Si tous les secteurs s’intéressent à l’IA pour améliorer leurs process, cette technologie touche aussi le domaine du sport de haut niveau. Directeur du laboratoire Sport Expertise Performance à l’INSEP, Gaël Guilhem revient sur les apports de l’IA pour la recherche dans le sport, et sur ses limites.
Analyse prédictive, stratégies de jeu personnalisées, suivi en temps réel des performances… L’intelligence artificielle a fait son entrée dans le domaine du sport de haut niveau et transforme peu à peu les pratiques. A l’Institut National du Sport, de l’Expertise et de la Performance (INSEP), l’IA facilite certaines recherches et permet de gagner du temps.

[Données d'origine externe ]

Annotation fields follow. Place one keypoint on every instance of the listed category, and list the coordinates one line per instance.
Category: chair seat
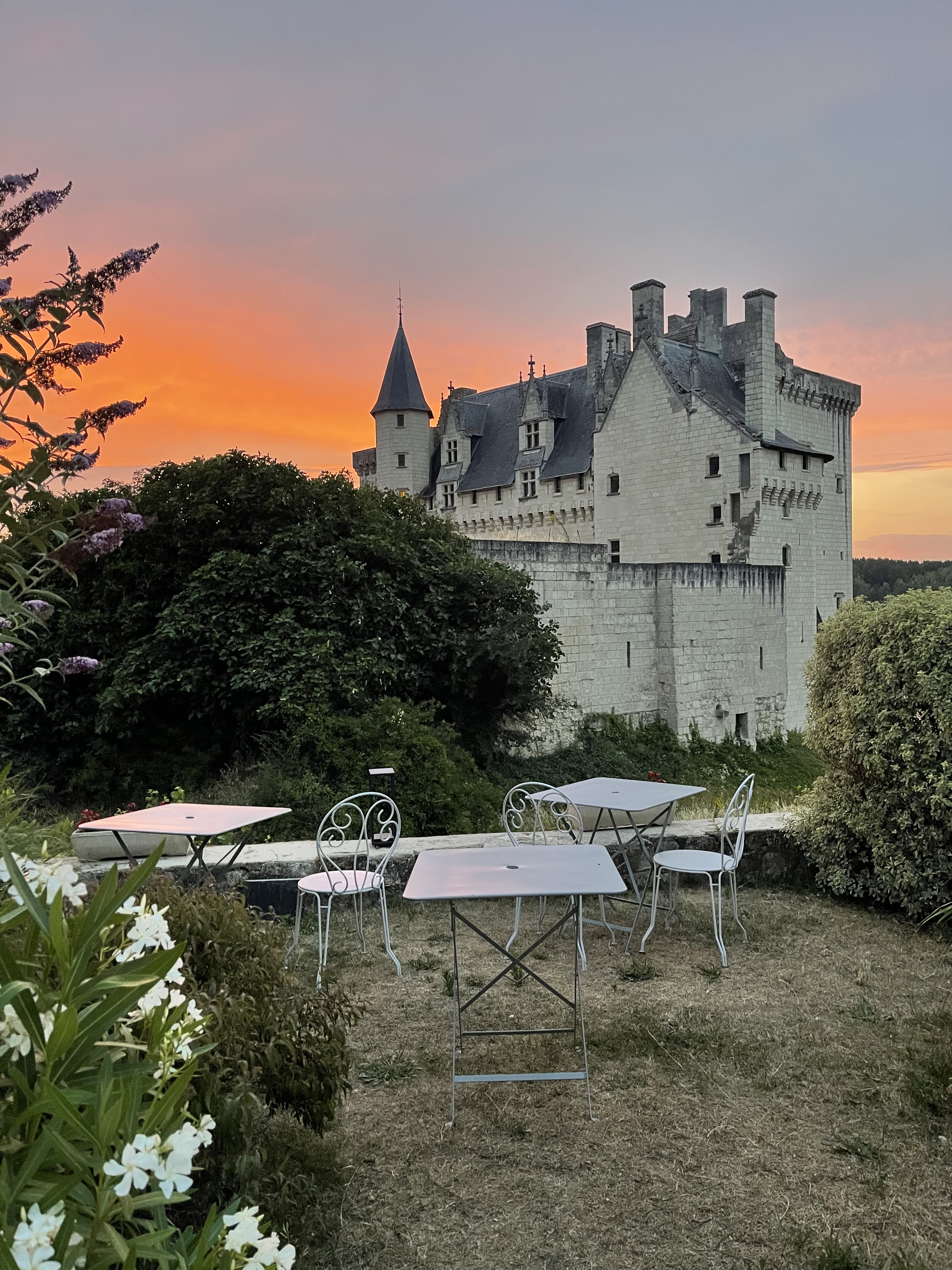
(341, 882)
(695, 861)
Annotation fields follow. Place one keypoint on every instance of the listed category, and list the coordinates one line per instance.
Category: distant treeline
(876, 580)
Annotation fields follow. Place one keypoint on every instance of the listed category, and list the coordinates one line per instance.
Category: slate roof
(400, 389)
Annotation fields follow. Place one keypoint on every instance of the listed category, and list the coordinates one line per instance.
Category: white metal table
(199, 822)
(513, 873)
(645, 804)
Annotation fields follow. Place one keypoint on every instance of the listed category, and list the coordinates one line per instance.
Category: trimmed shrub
(279, 1050)
(878, 825)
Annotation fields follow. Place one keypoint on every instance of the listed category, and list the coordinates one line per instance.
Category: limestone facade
(682, 503)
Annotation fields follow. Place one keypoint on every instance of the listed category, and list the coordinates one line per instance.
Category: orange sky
(298, 164)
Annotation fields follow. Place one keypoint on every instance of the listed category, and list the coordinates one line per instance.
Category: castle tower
(403, 422)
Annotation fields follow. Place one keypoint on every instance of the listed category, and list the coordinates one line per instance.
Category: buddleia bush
(878, 825)
(98, 1051)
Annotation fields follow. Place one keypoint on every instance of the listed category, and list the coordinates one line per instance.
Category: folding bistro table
(199, 822)
(512, 873)
(637, 801)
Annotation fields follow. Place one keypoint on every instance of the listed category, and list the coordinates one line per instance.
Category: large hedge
(257, 600)
(878, 825)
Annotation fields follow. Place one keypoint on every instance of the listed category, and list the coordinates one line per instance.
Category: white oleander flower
(149, 931)
(134, 1169)
(33, 1239)
(244, 1228)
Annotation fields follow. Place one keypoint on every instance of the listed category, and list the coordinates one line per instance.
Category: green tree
(878, 825)
(40, 534)
(258, 598)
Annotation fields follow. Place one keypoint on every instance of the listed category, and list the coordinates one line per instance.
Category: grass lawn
(756, 1117)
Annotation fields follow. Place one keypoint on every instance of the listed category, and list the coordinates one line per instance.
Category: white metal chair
(532, 813)
(372, 821)
(710, 863)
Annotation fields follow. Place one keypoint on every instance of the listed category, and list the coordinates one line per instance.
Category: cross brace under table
(573, 915)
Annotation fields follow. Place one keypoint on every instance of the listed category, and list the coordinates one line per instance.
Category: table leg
(460, 1033)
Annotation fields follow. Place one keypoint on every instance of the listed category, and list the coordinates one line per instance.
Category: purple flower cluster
(38, 608)
(76, 665)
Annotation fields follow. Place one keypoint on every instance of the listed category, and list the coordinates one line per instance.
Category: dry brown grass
(742, 1117)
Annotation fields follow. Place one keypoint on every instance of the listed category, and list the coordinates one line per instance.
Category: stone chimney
(760, 361)
(648, 313)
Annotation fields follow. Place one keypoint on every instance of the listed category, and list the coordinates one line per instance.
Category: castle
(682, 503)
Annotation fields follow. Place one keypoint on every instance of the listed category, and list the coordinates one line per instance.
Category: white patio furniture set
(547, 858)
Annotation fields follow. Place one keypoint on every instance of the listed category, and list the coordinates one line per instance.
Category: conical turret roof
(400, 389)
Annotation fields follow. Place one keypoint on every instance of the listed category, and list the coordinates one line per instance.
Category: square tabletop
(508, 873)
(617, 796)
(196, 820)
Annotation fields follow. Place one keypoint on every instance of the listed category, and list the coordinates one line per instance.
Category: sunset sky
(514, 167)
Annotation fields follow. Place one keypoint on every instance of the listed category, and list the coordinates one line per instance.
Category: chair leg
(298, 926)
(655, 884)
(391, 954)
(734, 893)
(516, 925)
(717, 914)
(323, 936)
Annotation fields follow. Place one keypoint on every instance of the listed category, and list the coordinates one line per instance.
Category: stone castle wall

Biologiste et biomécanicien de formation, Gaël Guilhem a intégré l’INSEP comme chercheur en 2009, et est devenu directeur du laboratoire Sport Expertise Performance en 2016. Pour Techniques de l’ingénieur, il explique comment l’IA a fait son entrée dans les laboratoires, pour quels sujets elle est utile, et comment elle peut aider les athlètes à devenir plus performants.
Techniques de l’Ingénieur : Qu’est-ce que l’INSEP et sur quoi travaillez-vous avec le laboratoire Sport Expertise Performance ?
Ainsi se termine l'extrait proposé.